Likewise, when the landscape is pictured, the prose is also stirring and innovative, showing the world in new and unexpected ways. On the plane to Chicago, Ant turns away from his seatmate and looks at the ground: “Outside the window, Illinois’ patchwork of snow-dusted farmland scrolls underneath us, the color of month-old bread. The freeways and interstates carving colossal esoteric runes into it. The tiny black trees that suture it all together.” Here Shah’s use of the physical world to show interiority is exceptional: describing farmland as “month-old bread” not only reveals what the scene looks like, but also allows us to understand Ant’s state of mind. Grief colors the way in which he sees the world. Later, when they’re driving back after the funeral, the image of the sun works in a similar fashion, making us feel Ant’s pain: “To our right, the sun is a hurt red drain. As the road meanders west and faces us, forest becomes strip mall, and thick, crooked black cracks start riddling the road. That drain in the sky draws us to it, to the wide river-split ravine along which, long ago, limestone was hewn free by the ton and used to build Chicago. To home.” It is occasionally surprising to move from the events and banter of two old friends on a road trip to such lyrical passages as these, especially considering that the trip to the funeral is full of moments that are not necessarily lyrical: the car’s battery dies, Vince and Ant get wasted, and they spend the night in a seedy motel. But the movement between these two registers underscores the discrepancy between the person that Ant is and the person that he is able to present to the public.

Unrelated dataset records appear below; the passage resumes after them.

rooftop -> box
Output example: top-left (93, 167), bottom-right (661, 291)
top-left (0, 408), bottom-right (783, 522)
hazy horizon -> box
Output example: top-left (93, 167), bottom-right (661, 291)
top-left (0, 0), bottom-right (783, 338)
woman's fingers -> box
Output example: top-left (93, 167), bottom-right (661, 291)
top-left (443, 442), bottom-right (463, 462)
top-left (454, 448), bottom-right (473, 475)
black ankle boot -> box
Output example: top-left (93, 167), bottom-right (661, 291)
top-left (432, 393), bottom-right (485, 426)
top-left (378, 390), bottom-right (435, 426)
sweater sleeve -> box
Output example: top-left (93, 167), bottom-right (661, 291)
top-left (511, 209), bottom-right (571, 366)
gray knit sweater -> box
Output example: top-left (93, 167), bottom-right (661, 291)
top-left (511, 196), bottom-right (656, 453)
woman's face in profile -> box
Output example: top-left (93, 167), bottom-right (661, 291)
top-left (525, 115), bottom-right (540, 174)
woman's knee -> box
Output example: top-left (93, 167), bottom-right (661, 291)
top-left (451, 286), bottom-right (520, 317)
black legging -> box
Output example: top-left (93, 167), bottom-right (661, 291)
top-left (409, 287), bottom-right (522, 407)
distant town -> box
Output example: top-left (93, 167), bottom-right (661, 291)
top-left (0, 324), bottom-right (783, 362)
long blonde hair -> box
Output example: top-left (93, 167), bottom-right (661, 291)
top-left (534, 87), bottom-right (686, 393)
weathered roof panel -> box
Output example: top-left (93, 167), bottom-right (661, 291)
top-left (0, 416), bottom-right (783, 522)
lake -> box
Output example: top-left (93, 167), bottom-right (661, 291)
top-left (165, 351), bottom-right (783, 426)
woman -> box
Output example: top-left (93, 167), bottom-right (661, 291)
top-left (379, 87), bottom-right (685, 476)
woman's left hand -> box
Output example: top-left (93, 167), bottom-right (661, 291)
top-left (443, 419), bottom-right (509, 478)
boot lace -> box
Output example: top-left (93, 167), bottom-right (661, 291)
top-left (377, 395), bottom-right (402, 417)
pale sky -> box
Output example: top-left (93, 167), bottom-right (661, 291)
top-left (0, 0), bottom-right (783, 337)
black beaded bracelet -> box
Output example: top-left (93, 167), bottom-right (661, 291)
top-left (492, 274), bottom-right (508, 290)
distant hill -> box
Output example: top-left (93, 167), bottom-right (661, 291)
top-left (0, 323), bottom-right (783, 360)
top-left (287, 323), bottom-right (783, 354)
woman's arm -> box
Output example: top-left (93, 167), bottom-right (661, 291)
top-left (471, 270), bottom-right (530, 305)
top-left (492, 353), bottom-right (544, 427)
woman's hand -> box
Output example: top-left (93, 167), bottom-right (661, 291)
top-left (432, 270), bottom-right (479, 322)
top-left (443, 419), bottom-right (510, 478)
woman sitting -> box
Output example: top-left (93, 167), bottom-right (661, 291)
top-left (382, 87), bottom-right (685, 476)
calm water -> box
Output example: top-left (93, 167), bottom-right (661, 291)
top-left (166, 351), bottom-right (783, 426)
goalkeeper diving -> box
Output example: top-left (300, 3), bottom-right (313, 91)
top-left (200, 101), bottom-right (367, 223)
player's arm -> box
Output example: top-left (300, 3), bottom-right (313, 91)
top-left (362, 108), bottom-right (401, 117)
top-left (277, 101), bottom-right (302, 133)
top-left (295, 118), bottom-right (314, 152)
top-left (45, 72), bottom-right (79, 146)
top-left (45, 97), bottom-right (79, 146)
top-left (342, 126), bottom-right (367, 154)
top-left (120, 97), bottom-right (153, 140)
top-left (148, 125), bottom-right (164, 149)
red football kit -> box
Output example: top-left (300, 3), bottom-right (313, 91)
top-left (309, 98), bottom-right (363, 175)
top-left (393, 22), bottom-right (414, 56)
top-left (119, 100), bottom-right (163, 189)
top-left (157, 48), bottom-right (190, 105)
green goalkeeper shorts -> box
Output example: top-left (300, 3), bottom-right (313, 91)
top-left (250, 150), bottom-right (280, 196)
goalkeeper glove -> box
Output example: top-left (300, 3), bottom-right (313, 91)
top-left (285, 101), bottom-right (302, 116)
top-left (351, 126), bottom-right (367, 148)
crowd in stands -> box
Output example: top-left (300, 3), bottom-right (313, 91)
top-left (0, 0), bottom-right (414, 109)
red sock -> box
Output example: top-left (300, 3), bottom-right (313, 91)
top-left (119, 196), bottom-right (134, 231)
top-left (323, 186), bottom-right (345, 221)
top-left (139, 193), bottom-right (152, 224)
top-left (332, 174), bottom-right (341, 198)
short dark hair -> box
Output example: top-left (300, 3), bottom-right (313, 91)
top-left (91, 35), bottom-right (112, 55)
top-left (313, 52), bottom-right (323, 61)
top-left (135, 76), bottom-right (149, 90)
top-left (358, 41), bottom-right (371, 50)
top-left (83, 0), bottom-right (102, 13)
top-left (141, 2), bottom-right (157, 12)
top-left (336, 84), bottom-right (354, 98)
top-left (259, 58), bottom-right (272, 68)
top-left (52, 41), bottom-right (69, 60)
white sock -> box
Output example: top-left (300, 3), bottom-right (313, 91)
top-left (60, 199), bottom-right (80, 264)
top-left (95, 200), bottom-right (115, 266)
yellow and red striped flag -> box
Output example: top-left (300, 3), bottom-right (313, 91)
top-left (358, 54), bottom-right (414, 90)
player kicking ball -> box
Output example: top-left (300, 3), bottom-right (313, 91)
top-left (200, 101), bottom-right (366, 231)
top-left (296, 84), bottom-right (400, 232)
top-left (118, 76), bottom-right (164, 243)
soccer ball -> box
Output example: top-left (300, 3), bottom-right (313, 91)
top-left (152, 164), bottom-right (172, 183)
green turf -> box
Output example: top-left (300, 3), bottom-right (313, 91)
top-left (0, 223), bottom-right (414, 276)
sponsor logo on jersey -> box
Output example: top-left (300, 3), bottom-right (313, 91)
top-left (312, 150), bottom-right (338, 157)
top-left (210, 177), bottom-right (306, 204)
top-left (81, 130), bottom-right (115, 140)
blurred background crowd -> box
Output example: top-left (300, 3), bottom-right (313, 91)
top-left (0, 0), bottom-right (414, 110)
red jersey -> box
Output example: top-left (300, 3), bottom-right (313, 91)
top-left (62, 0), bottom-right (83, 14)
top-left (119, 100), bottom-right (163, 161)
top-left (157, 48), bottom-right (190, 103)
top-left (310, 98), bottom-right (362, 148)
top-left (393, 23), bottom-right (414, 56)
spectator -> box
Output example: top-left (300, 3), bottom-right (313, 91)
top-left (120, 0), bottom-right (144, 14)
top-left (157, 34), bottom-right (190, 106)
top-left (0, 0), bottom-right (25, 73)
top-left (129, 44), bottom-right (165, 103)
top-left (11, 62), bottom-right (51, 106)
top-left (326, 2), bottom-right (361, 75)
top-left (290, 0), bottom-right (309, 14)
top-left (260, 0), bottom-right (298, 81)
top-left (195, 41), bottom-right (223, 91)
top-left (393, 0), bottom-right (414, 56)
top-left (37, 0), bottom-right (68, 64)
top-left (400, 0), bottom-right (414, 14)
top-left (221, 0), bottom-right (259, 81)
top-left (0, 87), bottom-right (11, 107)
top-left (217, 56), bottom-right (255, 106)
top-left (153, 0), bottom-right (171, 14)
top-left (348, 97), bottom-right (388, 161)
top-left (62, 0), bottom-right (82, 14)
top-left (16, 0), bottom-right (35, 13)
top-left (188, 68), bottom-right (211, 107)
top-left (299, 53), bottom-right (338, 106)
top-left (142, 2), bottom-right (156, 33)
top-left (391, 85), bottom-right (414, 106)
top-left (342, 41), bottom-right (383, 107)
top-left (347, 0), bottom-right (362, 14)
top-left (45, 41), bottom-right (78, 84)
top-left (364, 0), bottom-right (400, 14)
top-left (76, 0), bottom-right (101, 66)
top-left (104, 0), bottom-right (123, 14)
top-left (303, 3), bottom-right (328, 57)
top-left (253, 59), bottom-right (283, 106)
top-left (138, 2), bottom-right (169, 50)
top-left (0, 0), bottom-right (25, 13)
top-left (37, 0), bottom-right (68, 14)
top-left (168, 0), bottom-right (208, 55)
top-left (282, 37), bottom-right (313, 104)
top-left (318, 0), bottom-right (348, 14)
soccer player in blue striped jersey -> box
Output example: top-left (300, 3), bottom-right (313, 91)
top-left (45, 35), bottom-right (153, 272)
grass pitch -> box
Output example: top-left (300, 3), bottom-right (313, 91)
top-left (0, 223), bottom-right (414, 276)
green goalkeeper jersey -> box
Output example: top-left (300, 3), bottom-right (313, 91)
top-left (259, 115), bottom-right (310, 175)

After the funeral, Vince and Ant drive back to their old neighborhood. Ant insists on driving by his old home, only to discover that a bowling alley has replaced it. He doesn’t react—even when Vince says, teasingly, as always, “Expect the world to stand still for you?”—but it feels, for the novel, like a bottoming out, a metaphorical emptiness. We realize then that he came back for the funeral in order to return home, searching for a connection, only to discover that it no longer exists.
Ant trails Vince to another house, where he discovers that the dog that killed Ray is locked up and that Vince is preparing to kill it. The two men take the dog to a remote spot and their low-level anger at each other escalates rapidly, just as the weather turns worse, a blizzard suddenly on the horizon. What happens next is surprising and provides a lovely moment of redemption for both Ant and for the reader. It is unclear what will happen to the friendship between Vince and Ant after the novel ends. But by finally reaching outward and providing care, Ant manages to find a sliver of life in a world of death and, with that, a tiny bit of grace.